Welcome to all of the new women on this site. So sorry you have to be here but happy to help in any way I can. Positive thoughts to you all. One day at a time and we can all get through it. There is such excellent advise on here and how wonderful to get it first hand. All of these women have helped me in so many ways.
Swanny- Way to go almost done.
MBJ- Pies look fabulous. Yum!
Lynn- How are you feeling. I will PM you soon.
Titan- I just can't thank-you enough for starting this post.
Kitty- You look fabulous!
Just a note to the newbies.
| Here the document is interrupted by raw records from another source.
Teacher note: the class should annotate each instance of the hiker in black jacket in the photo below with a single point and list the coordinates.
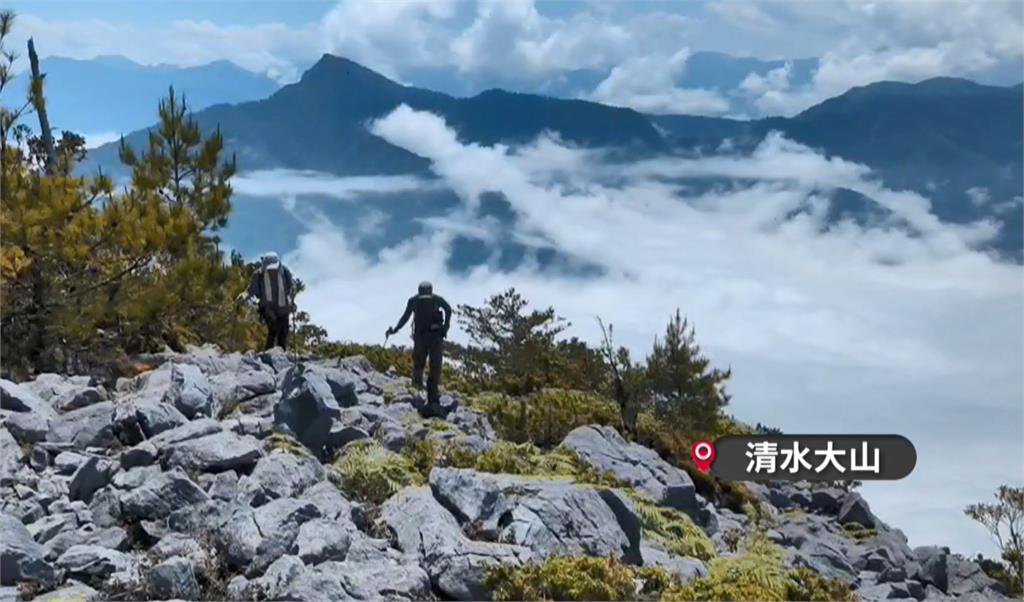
(273, 287)
(431, 317)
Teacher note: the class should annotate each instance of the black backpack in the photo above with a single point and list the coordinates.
(427, 313)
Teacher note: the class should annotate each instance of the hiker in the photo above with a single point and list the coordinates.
(272, 286)
(430, 326)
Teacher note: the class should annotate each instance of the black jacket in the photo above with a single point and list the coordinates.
(427, 312)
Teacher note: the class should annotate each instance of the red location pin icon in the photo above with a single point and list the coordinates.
(704, 455)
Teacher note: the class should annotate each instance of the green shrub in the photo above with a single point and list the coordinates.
(758, 573)
(563, 577)
(368, 472)
(858, 531)
(673, 529)
(805, 585)
(382, 358)
(546, 417)
(526, 459)
(426, 454)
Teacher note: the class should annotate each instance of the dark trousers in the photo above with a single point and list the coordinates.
(276, 328)
(428, 345)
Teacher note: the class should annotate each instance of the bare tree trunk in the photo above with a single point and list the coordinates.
(39, 101)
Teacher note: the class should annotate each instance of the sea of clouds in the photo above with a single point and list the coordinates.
(906, 327)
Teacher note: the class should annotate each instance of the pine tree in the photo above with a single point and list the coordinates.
(684, 389)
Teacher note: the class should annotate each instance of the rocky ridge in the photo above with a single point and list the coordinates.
(171, 485)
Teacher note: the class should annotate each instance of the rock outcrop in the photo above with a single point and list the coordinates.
(210, 476)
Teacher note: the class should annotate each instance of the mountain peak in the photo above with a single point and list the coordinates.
(334, 67)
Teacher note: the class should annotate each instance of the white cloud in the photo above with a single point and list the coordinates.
(647, 84)
(513, 36)
(979, 196)
(267, 48)
(100, 138)
(828, 327)
(279, 182)
(898, 40)
(388, 36)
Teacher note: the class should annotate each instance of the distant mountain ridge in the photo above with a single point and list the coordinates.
(112, 94)
(320, 122)
(940, 137)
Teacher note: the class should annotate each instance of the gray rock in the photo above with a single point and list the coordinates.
(80, 397)
(684, 567)
(322, 540)
(67, 393)
(75, 592)
(88, 427)
(91, 476)
(189, 430)
(114, 538)
(10, 455)
(934, 566)
(331, 503)
(855, 510)
(173, 578)
(223, 485)
(19, 398)
(158, 498)
(473, 423)
(826, 501)
(189, 391)
(141, 416)
(883, 592)
(254, 539)
(891, 544)
(22, 558)
(230, 389)
(239, 538)
(175, 544)
(105, 507)
(642, 468)
(967, 576)
(276, 359)
(271, 586)
(215, 453)
(28, 427)
(143, 454)
(25, 511)
(69, 462)
(136, 477)
(376, 581)
(828, 559)
(283, 474)
(342, 434)
(39, 460)
(456, 564)
(94, 562)
(307, 406)
(549, 516)
(48, 527)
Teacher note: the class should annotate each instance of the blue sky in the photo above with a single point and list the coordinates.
(808, 318)
(639, 49)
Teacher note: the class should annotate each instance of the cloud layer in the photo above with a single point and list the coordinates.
(639, 51)
(899, 328)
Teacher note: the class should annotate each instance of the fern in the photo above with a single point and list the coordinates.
(677, 533)
(758, 573)
(367, 471)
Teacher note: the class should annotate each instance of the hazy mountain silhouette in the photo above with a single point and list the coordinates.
(112, 94)
(939, 137)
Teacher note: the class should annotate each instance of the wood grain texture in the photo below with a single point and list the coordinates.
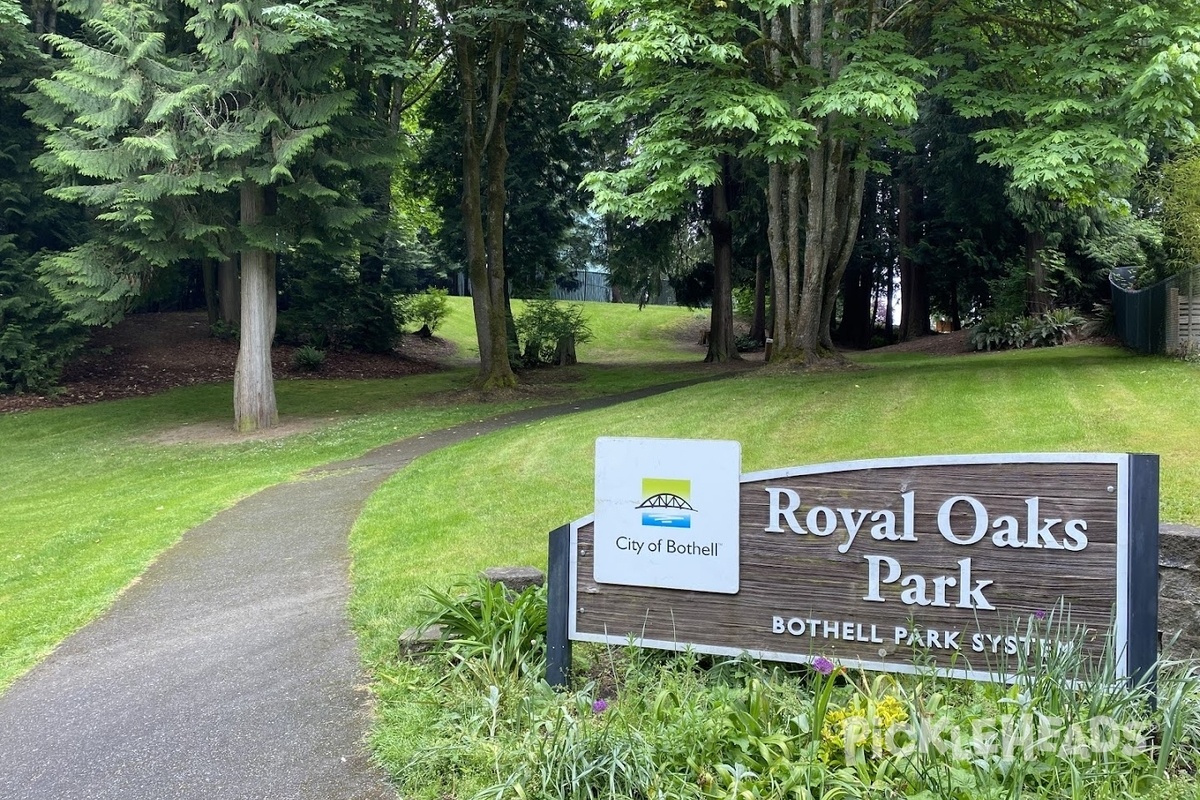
(805, 577)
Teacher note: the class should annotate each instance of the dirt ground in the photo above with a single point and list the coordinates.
(147, 354)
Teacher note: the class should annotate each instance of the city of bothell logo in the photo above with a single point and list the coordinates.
(666, 504)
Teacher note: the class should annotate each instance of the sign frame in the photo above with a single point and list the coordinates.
(1134, 623)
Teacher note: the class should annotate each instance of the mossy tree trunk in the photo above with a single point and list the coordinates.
(253, 398)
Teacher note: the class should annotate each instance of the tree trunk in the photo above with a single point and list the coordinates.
(471, 206)
(849, 214)
(499, 373)
(913, 290)
(253, 394)
(780, 259)
(721, 346)
(485, 246)
(229, 292)
(209, 270)
(1037, 293)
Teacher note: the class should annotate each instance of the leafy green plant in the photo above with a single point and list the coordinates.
(991, 332)
(546, 326)
(489, 635)
(1053, 328)
(307, 359)
(35, 336)
(430, 308)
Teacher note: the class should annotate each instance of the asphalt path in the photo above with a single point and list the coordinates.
(228, 671)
I did 4 DDAC and then Taxol I think it was 6 or 7 and my tumor and lymphs did not respond and were growing rapidly so they did emergency surgery. I had 14 out of 20 lymph nodes positive after all the chemo. I had a clean petscan after surgery and just started Carboplatin/Gemzar this past Tuesday. I've had severe pain in my legs from my hips to my knees the last week so they are doing a cat-scan this Monday. Not sure if it's SE's from past chemo or what. I am optimistic that it hasn't mets. SE's so far have been general achiness mild nausea easy peasy compared to AC so far. I will get this chemo cocktail on day 1, day 8 and day21. I'm not sure how long. This is going to work I feel it in my bones. LOL. After this chemo I will get radiation and then be eligible for the clinical vaccine trial at Sloan Kettering. So far no Mets and hope it stays that way. If I do get Mets I will be eligible for the parp trial.
Yup! Going out again with no wig this has been so much fun, kind of feel like a punk rocker. LOL. I figure since I will likey be loosing the precious 1/4" of hair I now have I should cherish it and flaunt it. Ha Ha!
MY Motto: Life is good unless we decide to make it great!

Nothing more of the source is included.